At 8:00 am, I was lying in bed recuperating when I was called up and told that the login interface was experiencing massive timeouts. I immediately took out my laptop, connected to the intranet to see that the interface traffic directly more than 20 times. I pinched a sweat, first of all, I suspect that the number of business containers is not enough to undertake such a large amount of traffic. Then through the screening of logs, found that this is not the problem. The problem is divided into two parts, one of which is an internal interface limited flow, the current flow has exceeded the limit; the other is the cache database hooked up to the database is full.
The internal interface limit flow is relatively easy to solve, through the emergency call to find the corresponding colleagues to raise the threshold of the limit flow. The other cache database, due to the influx of a large number of old users to the database to read the old data to the cache, and the frequency of traffic growth with the continuous increase, and ultimately hit the cache behind the database connected to the full I / O. Subsequent to several core cache database, once again do a batch of expansion, improve the cache capacity and the number of nodes to cope with the subsequent greater traffic and concurrency.
In terms of routine maintenance, the main thing is to adjust the k8s scheduling policy of a gateway service pod, scheduling it to a compute node directly supported by CVM virtualization (one-tier scheduling). Originally, this service was scheduled to a compute node that was virtualized from a physical server purchased by our company and used as a compute node. After scheduling to this, an execution space is virtualized on this CVM (refer to Docker technology), and then Pods are scheduled to this node to start running (two-tier scheduling). On a compute node, there may be several or even a dozen Pods, which run on the same operating system, but with different execution spaces. This results in poor isolation of CPU, memory, network card and other resources, which often interfere with each other. And when this CVM compute node needs to be rebooted or upgraded, all the Pods on it will be evicted. And the wind in the operating system of the compute node will affect all the Pods on it.This is not suitable for this kind of gateway, which is a service with demanding reliability and latency requirements.
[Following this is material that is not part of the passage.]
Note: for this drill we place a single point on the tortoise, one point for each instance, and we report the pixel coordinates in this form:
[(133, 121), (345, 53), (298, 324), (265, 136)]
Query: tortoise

And a layer of scheduling compute nodes, in fact, by the cloud to allocate computing resources and virtualize the CVM to execute this program individually, CVM resources are obtained from the entire cloud resource pool. And this approach supports k8s, because this new scheduling approach will be virtualized as a kind of “super node” on k8s. k8s can directly schedule Pod to the super node, Pod can be directly based on a layer of scheduling operation, that is, directly running on a separate CVM. This approach is highly isolated and will not affect each other. Since each CVM runs only one node, when a problem occurs on a single Pod, it can be fixed for that Pod’s problem without affecting other Pods.
By modifying the scheduling policy and scheduling all Pods of the service to the supernode, the whole service runs more stably. The situation of double high timeout rate and CPU utilization during peak hours rarely occurs again.